The ability to predict disease risk and identify individuals at high risk for developing a certain disease is fundamental to modern healthcare, since it enables the implementation of preventive measures and personalized treatments. Polygenic scores (PGS) have received attention for their promise to improve clinical prediction models. Recently, electronic health records (EHR) have also proven to enhance prediction accuracy. However, the accuracy of both PGS and EHR in clinical prediction models is impacted by individual genetic, environmental and diagnostic heterogeneity, which can lead to racial, gender, and ancestry-based biases. It is important to understand and measure the impact and severity of these types of heterogeneities, in order to develop more inclusive, accurate and robust prediction models. These models need to be evaluated and replicated across cohorts and in individuals of different genetic ancestries.

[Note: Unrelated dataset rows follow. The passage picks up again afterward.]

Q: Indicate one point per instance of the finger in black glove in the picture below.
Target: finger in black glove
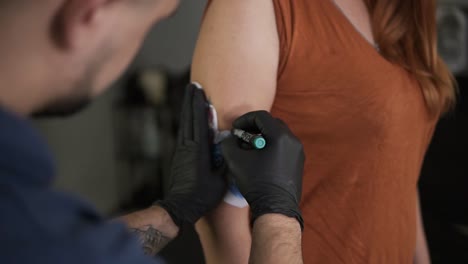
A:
(270, 179)
(195, 187)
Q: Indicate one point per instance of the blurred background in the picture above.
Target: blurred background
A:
(117, 153)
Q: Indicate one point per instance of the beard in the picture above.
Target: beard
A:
(63, 108)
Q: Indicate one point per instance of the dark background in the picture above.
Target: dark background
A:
(117, 173)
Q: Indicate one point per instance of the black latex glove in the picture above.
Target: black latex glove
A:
(270, 179)
(195, 188)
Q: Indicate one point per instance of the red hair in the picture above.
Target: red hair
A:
(406, 31)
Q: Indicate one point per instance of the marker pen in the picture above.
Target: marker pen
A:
(255, 140)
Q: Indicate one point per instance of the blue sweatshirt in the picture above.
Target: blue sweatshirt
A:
(42, 226)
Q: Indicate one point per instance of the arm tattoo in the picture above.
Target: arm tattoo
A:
(151, 239)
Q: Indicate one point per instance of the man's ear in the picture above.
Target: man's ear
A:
(73, 19)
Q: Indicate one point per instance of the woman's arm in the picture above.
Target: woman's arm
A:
(422, 251)
(236, 61)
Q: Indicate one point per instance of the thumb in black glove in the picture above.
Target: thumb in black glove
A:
(195, 188)
(270, 179)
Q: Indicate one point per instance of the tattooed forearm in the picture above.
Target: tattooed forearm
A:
(151, 239)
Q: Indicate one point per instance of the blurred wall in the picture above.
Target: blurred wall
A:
(84, 145)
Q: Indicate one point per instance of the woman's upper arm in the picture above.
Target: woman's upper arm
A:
(236, 58)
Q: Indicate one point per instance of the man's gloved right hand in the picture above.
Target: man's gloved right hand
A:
(270, 179)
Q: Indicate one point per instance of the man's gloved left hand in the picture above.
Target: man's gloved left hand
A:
(195, 187)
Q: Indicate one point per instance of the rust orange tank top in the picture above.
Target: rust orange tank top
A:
(365, 129)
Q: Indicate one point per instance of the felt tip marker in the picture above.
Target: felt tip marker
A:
(255, 140)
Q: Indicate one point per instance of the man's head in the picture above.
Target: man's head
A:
(58, 54)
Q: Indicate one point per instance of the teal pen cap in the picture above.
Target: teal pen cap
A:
(257, 141)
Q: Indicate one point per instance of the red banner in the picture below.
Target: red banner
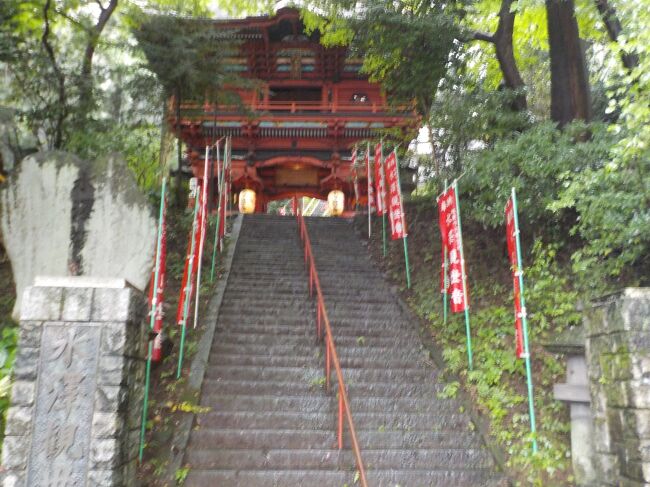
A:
(371, 191)
(353, 162)
(511, 239)
(452, 241)
(444, 283)
(395, 211)
(189, 273)
(379, 181)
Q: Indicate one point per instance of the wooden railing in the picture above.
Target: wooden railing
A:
(331, 357)
(298, 107)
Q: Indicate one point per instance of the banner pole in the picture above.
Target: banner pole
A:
(188, 294)
(383, 216)
(368, 180)
(464, 278)
(445, 283)
(406, 260)
(383, 232)
(406, 251)
(147, 381)
(216, 232)
(524, 322)
(444, 276)
(203, 223)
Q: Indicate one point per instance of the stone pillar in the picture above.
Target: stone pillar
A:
(618, 361)
(575, 392)
(78, 378)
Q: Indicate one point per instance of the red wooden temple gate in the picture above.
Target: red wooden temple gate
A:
(314, 105)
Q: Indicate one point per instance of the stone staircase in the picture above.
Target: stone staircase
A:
(272, 424)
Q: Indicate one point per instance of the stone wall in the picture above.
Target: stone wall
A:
(60, 215)
(78, 383)
(618, 360)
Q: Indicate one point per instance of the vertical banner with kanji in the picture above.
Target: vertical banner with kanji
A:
(395, 209)
(371, 191)
(452, 241)
(512, 255)
(353, 163)
(156, 316)
(156, 289)
(380, 181)
(380, 184)
(187, 286)
(521, 320)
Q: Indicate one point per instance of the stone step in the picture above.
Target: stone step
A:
(361, 333)
(329, 478)
(321, 402)
(316, 350)
(282, 388)
(316, 373)
(326, 420)
(233, 337)
(361, 361)
(263, 449)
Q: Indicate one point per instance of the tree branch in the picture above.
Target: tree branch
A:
(74, 21)
(614, 28)
(61, 91)
(482, 36)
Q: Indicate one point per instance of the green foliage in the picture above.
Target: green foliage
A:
(139, 144)
(181, 474)
(8, 342)
(464, 116)
(498, 379)
(404, 45)
(187, 56)
(537, 163)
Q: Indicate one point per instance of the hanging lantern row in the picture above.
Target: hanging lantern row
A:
(247, 201)
(335, 202)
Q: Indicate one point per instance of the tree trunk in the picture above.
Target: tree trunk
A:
(502, 40)
(506, 55)
(85, 75)
(570, 95)
(613, 26)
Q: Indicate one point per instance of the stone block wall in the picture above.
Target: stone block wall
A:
(618, 360)
(78, 383)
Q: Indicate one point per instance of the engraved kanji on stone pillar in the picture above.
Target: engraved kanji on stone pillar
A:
(77, 385)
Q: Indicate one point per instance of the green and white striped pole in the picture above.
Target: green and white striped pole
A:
(220, 176)
(383, 196)
(147, 380)
(188, 288)
(464, 278)
(524, 322)
(444, 276)
(401, 205)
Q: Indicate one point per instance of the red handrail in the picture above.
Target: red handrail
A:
(331, 357)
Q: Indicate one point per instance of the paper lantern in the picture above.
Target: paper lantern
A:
(247, 201)
(336, 202)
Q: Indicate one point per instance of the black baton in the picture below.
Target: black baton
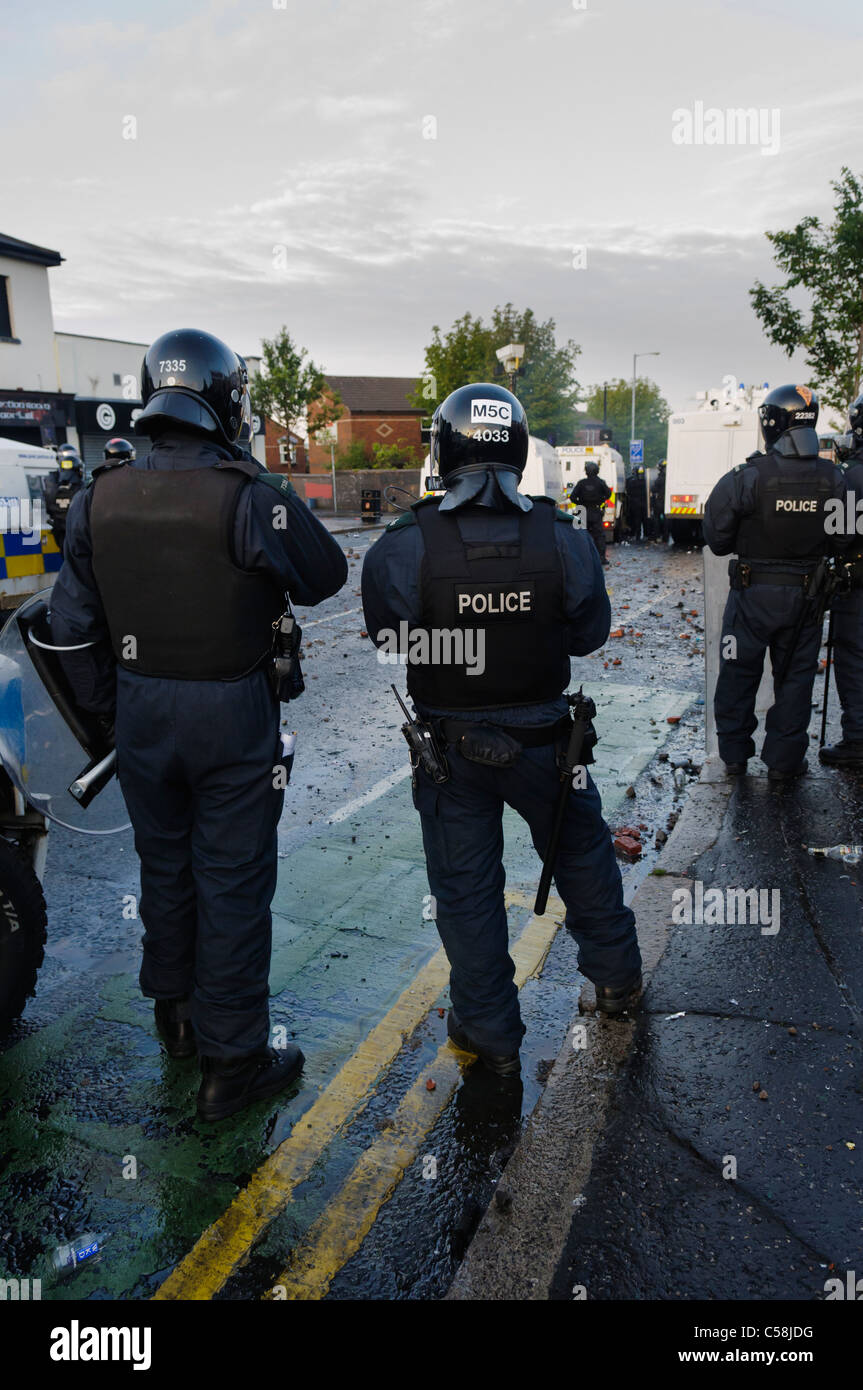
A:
(582, 710)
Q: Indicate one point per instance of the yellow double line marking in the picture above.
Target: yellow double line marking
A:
(225, 1244)
(342, 1228)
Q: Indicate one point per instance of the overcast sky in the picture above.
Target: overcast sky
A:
(281, 171)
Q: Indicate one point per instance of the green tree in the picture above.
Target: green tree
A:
(651, 416)
(822, 264)
(466, 352)
(289, 382)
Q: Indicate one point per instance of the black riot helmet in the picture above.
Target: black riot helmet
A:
(785, 409)
(68, 458)
(117, 449)
(480, 446)
(192, 381)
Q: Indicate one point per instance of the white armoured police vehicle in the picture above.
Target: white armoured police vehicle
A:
(703, 444)
(28, 553)
(541, 477)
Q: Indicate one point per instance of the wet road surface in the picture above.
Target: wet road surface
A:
(368, 1180)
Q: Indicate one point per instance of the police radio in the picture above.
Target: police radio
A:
(285, 667)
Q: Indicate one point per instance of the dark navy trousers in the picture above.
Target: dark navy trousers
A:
(848, 660)
(463, 837)
(196, 767)
(762, 619)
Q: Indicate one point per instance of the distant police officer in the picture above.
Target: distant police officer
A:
(658, 503)
(60, 488)
(178, 567)
(848, 615)
(592, 494)
(118, 451)
(771, 510)
(512, 578)
(635, 502)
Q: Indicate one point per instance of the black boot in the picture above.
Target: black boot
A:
(845, 754)
(228, 1084)
(614, 1001)
(174, 1026)
(503, 1065)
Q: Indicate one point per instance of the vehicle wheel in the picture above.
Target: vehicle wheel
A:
(22, 933)
(683, 533)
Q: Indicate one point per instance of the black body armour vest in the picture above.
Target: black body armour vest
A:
(788, 523)
(167, 578)
(510, 597)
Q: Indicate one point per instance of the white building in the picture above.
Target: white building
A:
(57, 387)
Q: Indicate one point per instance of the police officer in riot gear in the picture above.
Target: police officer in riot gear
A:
(60, 489)
(771, 512)
(118, 451)
(658, 503)
(635, 502)
(524, 585)
(848, 613)
(592, 494)
(178, 569)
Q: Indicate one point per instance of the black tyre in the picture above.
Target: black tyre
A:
(22, 933)
(684, 533)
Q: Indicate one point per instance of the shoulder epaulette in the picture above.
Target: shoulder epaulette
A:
(405, 519)
(278, 481)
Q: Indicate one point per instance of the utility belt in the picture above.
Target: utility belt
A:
(744, 574)
(853, 569)
(500, 745)
(530, 736)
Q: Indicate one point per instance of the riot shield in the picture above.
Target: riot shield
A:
(56, 755)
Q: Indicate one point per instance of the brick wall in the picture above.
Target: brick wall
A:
(317, 487)
(398, 428)
(273, 434)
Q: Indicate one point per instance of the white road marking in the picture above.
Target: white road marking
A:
(331, 617)
(378, 790)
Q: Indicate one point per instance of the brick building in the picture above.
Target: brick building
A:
(284, 452)
(374, 410)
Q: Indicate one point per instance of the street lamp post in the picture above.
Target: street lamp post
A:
(635, 356)
(510, 359)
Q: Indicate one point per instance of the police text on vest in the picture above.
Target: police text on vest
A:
(514, 601)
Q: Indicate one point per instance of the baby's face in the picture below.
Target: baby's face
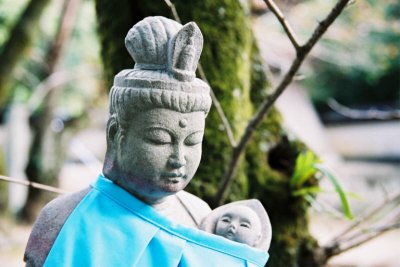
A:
(240, 224)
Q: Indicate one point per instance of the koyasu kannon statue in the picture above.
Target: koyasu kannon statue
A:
(137, 213)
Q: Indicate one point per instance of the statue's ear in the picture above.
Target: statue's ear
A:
(112, 131)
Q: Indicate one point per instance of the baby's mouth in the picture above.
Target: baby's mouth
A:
(174, 177)
(230, 233)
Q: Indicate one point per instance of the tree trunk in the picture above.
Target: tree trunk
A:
(18, 43)
(47, 151)
(232, 64)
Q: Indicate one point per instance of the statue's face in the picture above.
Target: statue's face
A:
(240, 224)
(160, 152)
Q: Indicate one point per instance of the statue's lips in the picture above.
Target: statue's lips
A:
(173, 176)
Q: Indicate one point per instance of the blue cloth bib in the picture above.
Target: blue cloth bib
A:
(110, 227)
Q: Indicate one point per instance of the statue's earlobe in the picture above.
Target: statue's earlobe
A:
(112, 130)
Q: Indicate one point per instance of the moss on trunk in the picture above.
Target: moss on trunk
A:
(232, 64)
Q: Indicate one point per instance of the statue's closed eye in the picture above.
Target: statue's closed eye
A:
(157, 137)
(194, 139)
(245, 225)
(226, 219)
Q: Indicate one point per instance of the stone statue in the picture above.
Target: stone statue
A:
(137, 213)
(244, 221)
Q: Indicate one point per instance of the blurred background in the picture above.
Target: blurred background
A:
(344, 105)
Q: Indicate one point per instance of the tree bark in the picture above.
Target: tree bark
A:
(18, 43)
(233, 67)
(47, 151)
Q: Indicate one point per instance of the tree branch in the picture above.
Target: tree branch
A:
(34, 185)
(365, 236)
(269, 101)
(214, 98)
(370, 214)
(285, 24)
(362, 114)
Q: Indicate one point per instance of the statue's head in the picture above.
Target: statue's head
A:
(157, 111)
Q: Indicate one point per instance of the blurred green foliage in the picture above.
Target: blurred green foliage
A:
(80, 59)
(358, 60)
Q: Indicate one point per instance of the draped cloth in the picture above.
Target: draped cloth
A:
(110, 227)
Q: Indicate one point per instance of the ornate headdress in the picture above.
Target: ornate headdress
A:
(166, 55)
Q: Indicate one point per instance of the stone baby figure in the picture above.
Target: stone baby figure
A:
(137, 213)
(243, 221)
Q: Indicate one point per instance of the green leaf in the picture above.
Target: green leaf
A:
(345, 204)
(304, 168)
(307, 191)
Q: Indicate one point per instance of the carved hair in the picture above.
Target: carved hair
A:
(166, 56)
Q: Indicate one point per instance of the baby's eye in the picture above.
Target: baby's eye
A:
(246, 225)
(157, 137)
(226, 219)
(194, 139)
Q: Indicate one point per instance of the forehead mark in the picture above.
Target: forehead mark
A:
(182, 123)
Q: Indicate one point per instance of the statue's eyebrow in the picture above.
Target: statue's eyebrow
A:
(158, 128)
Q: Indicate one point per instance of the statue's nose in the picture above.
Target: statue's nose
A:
(177, 159)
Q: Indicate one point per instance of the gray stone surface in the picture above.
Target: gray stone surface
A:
(154, 132)
(244, 221)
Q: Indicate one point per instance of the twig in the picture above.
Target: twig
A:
(269, 101)
(285, 24)
(362, 114)
(34, 185)
(375, 233)
(219, 109)
(364, 218)
(215, 101)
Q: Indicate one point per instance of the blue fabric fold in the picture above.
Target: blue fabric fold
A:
(110, 227)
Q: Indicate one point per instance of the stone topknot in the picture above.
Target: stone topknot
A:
(158, 43)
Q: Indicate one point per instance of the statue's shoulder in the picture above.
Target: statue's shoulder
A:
(48, 225)
(198, 208)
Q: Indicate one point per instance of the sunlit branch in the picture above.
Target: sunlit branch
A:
(216, 103)
(364, 236)
(373, 212)
(362, 114)
(33, 184)
(270, 100)
(285, 24)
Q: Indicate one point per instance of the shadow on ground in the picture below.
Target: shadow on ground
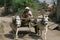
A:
(22, 34)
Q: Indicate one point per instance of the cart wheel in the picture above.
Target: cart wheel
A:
(40, 33)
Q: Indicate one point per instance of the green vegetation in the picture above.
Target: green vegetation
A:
(1, 25)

The proposed PhD project intends to address this by evaluating the impact of these heterogeneities on the predictive performance of PGS, EHR and informed family history (FH) within and across cohorts and ancestries. It will do so by studying the effect of genetic and environmental heterogeneity on the prediction accuracy for numerous health outcomes, characterizing differences in EHR across populations, and providing more robust prediction models that incorporate EHR, PGS and FH.
This PhD project aims to contribute with high-quality research to the field of psychiatric epidemiology and psychiatric genetics by providing insight into the predictive accuracy of prediction models across ancestries and cohorts. It intends to provide a deeper knowledge about the impact of genetic and environmental heterogeneity on the predictive performance of PGS, informed FH and EHR, and may serve as a guide for future research on the development of clinical prediction models.